Spending the weekend in a J/24 on one of the most beautiful finger lakes in upstate New York; Who could ask for anything more? Well, maybe the sleet and rain were a little more than one would ask for, but the racing was competitive, fun, and very tricky, making for a great experience for all 27 boats.
Teams arrived Saturday morning at beautiful Canandaigua Yacht Club for some good old fashioned lake sailing. Fully suited in fowlies, everyone was prepared for the unpredictable finger lakes for a test of skills, crew work, and most importantly, patience. There is something to be said about the one liner: «Wait for it…», as conditions were more shifty, puffy, and challenging than most could imagine.
A post-race debrief with Mike Ingham from North Sails offered great insight on maintaining control of your own destiny in short course racing. Most importantly, teams were advised to keep the comms up when Mike said,
«We did better when we were all talking about it. I noticed when things got quiet onboard we didn’t do as well.»

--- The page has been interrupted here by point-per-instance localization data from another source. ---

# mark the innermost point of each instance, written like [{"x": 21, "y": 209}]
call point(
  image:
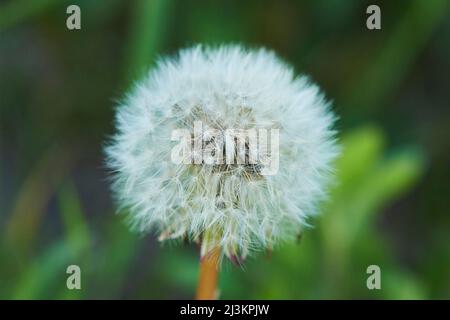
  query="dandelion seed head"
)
[{"x": 231, "y": 206}]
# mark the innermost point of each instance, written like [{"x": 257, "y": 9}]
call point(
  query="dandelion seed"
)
[{"x": 232, "y": 209}]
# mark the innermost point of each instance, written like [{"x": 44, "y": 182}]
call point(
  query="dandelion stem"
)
[{"x": 209, "y": 269}]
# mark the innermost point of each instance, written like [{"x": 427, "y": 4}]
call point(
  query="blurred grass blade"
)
[
  {"x": 14, "y": 12},
  {"x": 147, "y": 32},
  {"x": 33, "y": 197},
  {"x": 391, "y": 64},
  {"x": 75, "y": 224},
  {"x": 46, "y": 275}
]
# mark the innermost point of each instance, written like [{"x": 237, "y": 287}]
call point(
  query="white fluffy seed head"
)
[{"x": 231, "y": 207}]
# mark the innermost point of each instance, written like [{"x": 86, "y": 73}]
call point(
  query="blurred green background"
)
[{"x": 390, "y": 88}]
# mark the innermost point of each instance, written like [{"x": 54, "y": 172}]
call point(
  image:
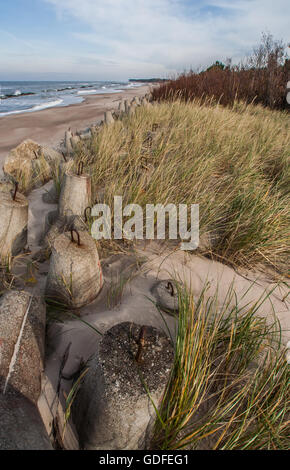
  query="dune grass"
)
[
  {"x": 234, "y": 162},
  {"x": 229, "y": 384}
]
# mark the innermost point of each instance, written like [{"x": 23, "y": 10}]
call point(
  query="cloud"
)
[
  {"x": 170, "y": 35},
  {"x": 115, "y": 39}
]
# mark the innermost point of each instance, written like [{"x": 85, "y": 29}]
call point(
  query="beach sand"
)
[{"x": 47, "y": 127}]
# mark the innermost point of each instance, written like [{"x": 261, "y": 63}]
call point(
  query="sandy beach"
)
[{"x": 47, "y": 127}]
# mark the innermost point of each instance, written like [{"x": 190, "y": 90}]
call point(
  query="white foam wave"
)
[
  {"x": 86, "y": 92},
  {"x": 38, "y": 107}
]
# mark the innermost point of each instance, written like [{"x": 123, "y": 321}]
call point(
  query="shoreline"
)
[{"x": 47, "y": 126}]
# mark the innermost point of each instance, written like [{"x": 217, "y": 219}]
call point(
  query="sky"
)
[{"x": 121, "y": 39}]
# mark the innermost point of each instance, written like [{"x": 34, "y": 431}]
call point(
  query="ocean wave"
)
[
  {"x": 38, "y": 107},
  {"x": 86, "y": 92}
]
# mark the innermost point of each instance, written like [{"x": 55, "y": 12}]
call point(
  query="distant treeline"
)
[{"x": 262, "y": 78}]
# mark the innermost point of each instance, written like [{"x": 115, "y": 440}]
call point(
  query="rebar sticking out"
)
[
  {"x": 141, "y": 344},
  {"x": 16, "y": 184},
  {"x": 72, "y": 236}
]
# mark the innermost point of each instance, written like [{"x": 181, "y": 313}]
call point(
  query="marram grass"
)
[
  {"x": 229, "y": 384},
  {"x": 234, "y": 162}
]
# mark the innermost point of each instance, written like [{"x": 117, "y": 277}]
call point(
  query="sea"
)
[{"x": 27, "y": 97}]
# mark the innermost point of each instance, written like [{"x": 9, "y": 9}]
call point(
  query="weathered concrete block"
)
[
  {"x": 13, "y": 225},
  {"x": 75, "y": 275},
  {"x": 112, "y": 409},
  {"x": 166, "y": 295},
  {"x": 76, "y": 194},
  {"x": 22, "y": 335}
]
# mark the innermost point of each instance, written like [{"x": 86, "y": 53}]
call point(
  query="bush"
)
[{"x": 262, "y": 79}]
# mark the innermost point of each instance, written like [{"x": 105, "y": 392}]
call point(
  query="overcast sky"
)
[{"x": 121, "y": 39}]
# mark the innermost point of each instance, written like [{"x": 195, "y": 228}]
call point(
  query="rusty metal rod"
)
[
  {"x": 171, "y": 288},
  {"x": 141, "y": 344},
  {"x": 16, "y": 184},
  {"x": 86, "y": 210},
  {"x": 72, "y": 236},
  {"x": 80, "y": 168}
]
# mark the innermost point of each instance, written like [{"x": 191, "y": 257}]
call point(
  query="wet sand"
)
[{"x": 47, "y": 127}]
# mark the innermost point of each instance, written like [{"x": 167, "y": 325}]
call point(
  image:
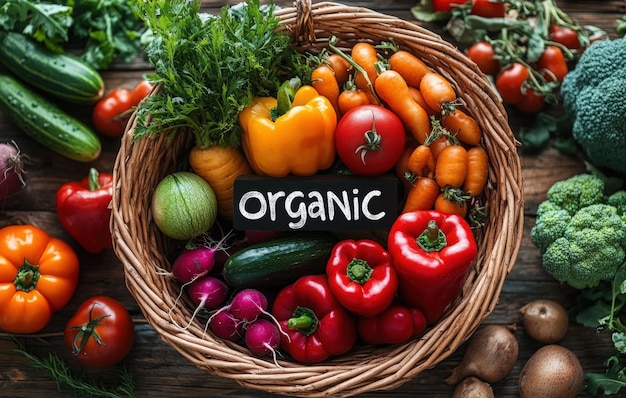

This was true for all sailors in the fleet as staying focused and keeping track of what was going on could make or break your next race. As pressure moved in from the West, large puffs were coming in on both sides of the windward leg, making decisions at the start very important. One start in particular that Mike reflected on was where there was a huge lefty right which caused the entire fleet to tack right at the start, making the next decisions very crucial. Keeping your head out of the boat, looking for what pressure is coming down, but also making sure there was a future after the first move was very important. Shifts were big enough to lift you 15 degrees, and force an auto tack seconds later. In other cases it was better to follow the header down and determine if it was significant enough to tack in. There were also some major fluctuations in velocity, making it difficult to sort through whether a decrease in pressure was in fact a header as well.
Boat set up was important as you never wanted to be too tight or too loose, the default for most was to set up for the lulls. You could easily make the fine-tune adjustments and crew weight to get you through the puffs, as they were not steady throughout the race course.
Another thing that teams practiced diligently throughout the weekend was never giving up. One minute you could be looking great, the next not so much, but keeping your head out of the boat, looking for the next pressure line to come down, being patient, and having faith and trusting in what you know gave sailors the best shot of staying between their competitors and the mark.
Congrats to Andrew Carey and team ‘Mr. Hankey’ for winning the J-Daze Regatta, and thank you to the Canandaigua YC Race Committee and staff for your hospitality and support. This was a great regatta for the J/24 class!